Over the past couple of days, we’ve received 3 times an automatic email saying:
"IP address seems to have changed. Unable to listen on ‘ns_1@10.10.4.15’."
We’ve got a 4 node cluster, with static local IP, and all 3 alerts came from the same node. The cluster has been running for a couple of months already, with possibly an increase in traffic, but no new usage patterns.
In the logs, we see this related entry:
[ns_server:error,2013-12-01T15:58:58.861,ns_1@10.10.4.15:<0.5021.5975>:menelaus_web_alerts_srv:can_listen:345]Cannot listen due to nxdomain from inet:getaddr
The node seems to be marked as down by the other nodes for a short time, and then come back up to life, as if nothing happened.

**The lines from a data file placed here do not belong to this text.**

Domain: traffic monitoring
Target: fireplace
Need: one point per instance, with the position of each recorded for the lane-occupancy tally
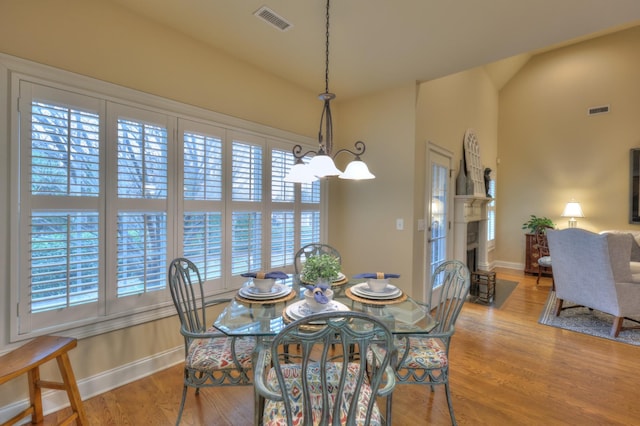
(470, 231)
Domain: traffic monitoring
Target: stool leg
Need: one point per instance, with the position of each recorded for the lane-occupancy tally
(72, 388)
(35, 395)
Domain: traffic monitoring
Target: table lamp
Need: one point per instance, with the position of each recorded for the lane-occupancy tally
(572, 210)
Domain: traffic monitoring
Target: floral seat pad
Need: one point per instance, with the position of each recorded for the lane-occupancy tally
(215, 353)
(274, 411)
(423, 353)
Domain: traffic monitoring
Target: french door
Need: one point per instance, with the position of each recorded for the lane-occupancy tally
(437, 215)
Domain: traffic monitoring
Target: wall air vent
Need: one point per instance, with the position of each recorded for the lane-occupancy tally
(272, 18)
(598, 110)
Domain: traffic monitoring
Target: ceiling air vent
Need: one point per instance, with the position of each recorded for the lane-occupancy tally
(598, 110)
(272, 18)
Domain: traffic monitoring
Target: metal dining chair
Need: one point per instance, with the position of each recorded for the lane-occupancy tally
(317, 385)
(211, 357)
(424, 359)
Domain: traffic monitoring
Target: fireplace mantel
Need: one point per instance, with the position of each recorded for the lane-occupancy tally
(470, 209)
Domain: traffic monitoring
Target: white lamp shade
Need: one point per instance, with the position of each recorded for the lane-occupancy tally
(300, 173)
(357, 170)
(572, 209)
(322, 165)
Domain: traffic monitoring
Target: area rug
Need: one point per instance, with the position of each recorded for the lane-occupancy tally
(583, 320)
(503, 291)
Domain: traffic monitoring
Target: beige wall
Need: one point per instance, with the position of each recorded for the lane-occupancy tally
(103, 41)
(550, 150)
(396, 125)
(363, 213)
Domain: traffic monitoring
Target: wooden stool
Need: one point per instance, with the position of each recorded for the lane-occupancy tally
(27, 359)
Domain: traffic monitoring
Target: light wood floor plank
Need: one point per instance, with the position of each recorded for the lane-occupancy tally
(506, 369)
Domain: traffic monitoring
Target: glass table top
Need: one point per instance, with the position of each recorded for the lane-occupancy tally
(262, 318)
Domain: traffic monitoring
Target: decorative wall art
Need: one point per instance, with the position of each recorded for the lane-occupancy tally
(475, 173)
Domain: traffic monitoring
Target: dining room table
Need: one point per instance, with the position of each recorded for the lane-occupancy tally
(263, 315)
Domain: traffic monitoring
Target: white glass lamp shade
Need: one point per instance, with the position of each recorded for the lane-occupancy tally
(572, 210)
(322, 165)
(300, 173)
(357, 170)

What are the possible triggers for this error? Could it be from overload on the node?
Edit:
And additional message that happens just before the one above
[error_logger:error,2013-12-02T23:34:23.142,ns_1@10.64.4.162:error_logger<0.6.0>:ale_error_logger_handler:log_msg:76]Detected time forward jump (or too large erlang scheduling latency). Skipping 10 samples (or 8000 milliseconds) ({{1386027254845, #Ref<0.0.62.54885>}, {repeat,800, <0.16858.17>},{timer2,send,[<0.16858.17>,{cascade,minute,hour,4}]}})
Thanks for the reply.
The servers are locally hosted in our internal network, with static IPs, which haven’t changed, on Centos 6.4. The nodes are already referenced by their IP as their name. We could use hostnames, but since the IPs are static I don’t think it’d make much of a difference.
New cluster created last week. 6 nodes. All centos 6.4, static ip, private network, our datacenter.

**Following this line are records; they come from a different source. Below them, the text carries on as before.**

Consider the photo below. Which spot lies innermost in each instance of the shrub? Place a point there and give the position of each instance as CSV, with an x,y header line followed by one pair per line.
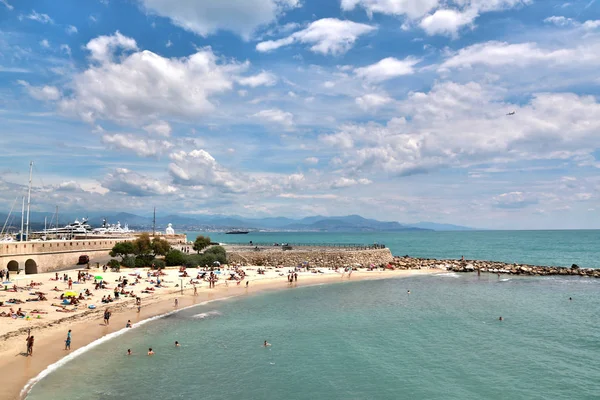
x,y
128,262
174,258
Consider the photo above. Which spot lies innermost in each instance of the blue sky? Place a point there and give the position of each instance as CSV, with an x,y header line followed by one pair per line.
x,y
392,109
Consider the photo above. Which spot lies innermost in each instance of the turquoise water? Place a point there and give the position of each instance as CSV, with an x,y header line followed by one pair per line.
x,y
360,340
558,248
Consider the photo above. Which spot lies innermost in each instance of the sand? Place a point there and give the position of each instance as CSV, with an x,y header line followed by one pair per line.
x,y
87,325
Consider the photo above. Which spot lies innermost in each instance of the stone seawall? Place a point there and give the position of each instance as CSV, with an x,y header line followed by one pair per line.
x,y
316,257
491,266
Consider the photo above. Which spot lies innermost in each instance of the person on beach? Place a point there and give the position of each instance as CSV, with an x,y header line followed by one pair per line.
x,y
68,341
29,345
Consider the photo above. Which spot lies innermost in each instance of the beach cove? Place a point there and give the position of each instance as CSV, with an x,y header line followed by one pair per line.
x,y
87,326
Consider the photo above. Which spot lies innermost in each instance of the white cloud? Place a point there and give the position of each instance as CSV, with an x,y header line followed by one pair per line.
x,y
103,48
140,146
327,36
262,79
131,183
494,54
199,168
340,140
242,17
559,21
372,101
159,128
44,93
144,86
456,125
348,182
5,2
411,8
43,18
388,68
275,115
447,21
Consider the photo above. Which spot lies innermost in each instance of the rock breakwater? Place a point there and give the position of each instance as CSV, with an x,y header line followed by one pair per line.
x,y
492,267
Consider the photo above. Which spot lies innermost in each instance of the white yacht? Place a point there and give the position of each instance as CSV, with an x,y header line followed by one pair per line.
x,y
114,229
74,228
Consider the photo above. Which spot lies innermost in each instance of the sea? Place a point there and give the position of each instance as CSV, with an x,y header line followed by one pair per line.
x,y
369,339
561,248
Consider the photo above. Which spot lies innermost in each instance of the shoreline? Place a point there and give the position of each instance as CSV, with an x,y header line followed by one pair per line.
x,y
16,370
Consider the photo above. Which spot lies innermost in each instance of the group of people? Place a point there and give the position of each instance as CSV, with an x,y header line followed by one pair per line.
x,y
4,273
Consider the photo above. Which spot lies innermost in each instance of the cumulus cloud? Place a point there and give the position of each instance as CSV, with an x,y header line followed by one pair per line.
x,y
207,17
262,79
131,183
411,8
143,86
275,115
497,54
199,168
460,125
44,93
348,182
140,146
447,21
373,101
159,128
388,68
327,36
43,18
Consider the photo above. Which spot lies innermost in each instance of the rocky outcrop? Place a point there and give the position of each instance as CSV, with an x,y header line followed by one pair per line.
x,y
492,267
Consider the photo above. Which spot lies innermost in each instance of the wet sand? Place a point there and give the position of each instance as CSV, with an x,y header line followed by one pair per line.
x,y
16,369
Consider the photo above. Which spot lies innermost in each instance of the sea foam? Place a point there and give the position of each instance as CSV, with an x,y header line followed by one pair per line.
x,y
53,367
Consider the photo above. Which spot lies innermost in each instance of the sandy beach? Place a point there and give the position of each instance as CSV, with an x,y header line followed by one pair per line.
x,y
51,327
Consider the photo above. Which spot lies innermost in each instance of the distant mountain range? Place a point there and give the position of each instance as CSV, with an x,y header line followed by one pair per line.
x,y
350,223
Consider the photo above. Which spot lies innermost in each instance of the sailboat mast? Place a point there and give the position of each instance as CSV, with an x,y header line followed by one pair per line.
x,y
29,198
22,219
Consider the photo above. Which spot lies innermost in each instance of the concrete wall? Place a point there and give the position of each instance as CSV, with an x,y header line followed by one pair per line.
x,y
319,258
37,257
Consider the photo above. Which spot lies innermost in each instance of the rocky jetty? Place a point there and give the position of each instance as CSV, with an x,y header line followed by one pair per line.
x,y
491,266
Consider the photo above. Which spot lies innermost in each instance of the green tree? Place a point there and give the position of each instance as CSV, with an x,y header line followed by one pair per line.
x,y
142,245
122,249
160,247
174,258
201,243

Under the host name field at setup we put the IP 192.168.10.xxx for each node. Thinking the IP would be ok. Once the ip address change email started, we setup the hosts files to have all the ip and hostnames for the entire cluster.
Still getting the emails.
From research I don’t think I can change these to the actual hostname without redoing the cluster.
HELP! Thoughts? Our NOC freaks out every time the email comes in. About 10 a day from various nodes.

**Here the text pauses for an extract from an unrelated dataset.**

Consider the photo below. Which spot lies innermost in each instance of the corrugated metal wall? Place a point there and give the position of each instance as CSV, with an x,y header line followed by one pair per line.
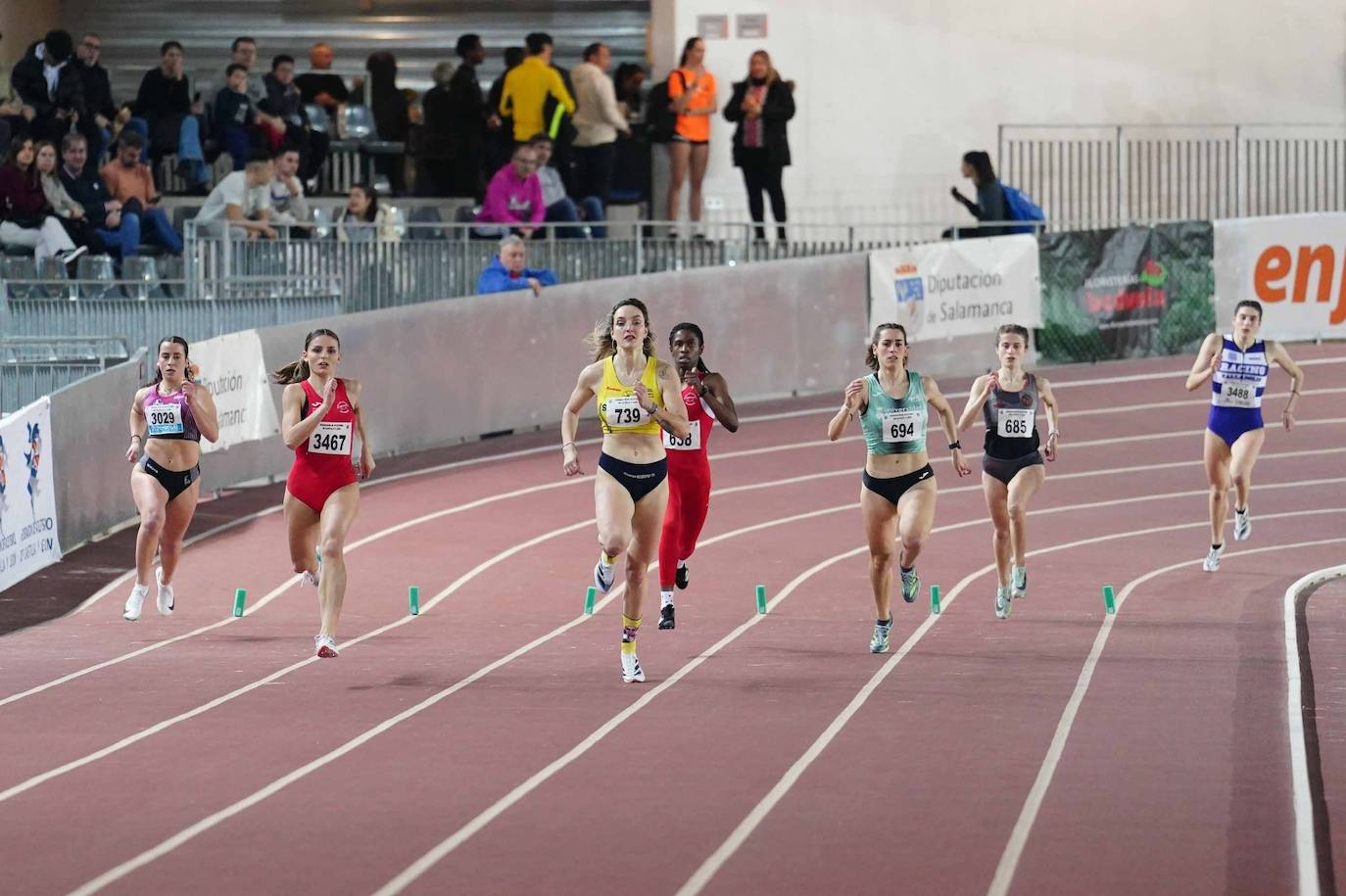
x,y
419,32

Those checks can sometimes fail (false positively) if erlang is overloaded (i.e. with views and/or xdcr and/or smart clients torturing it with excessively frequent bucket metadata requests). So it can be an early sign of under-sized configuration or wrongly configured host (i.e. check recommendations for swappiness and disabling of transparent huge pages).
Another possibility is due to xdcr bug it’s possible to exhaust tcp ports space with ports “occupied” in TIME_WAIT state. In that state creating binding any socket (client or server) will not work. This condition is easy to verify by looking at netstat output and/or by examining server logs (you would see tons of eaddinuse errors in this case).
Thanks for the answer, I think you are right on the cause. The beam.smp process was quite busy (CPU and RAM intensive) at the time. We had quite a few XDCR streams going, which we consolidated to a single stream (per bucket), to a secondary cluster, where we do the XDCR stream splitting.
We also added a couple of nodes to the cluster, to be on the safe side.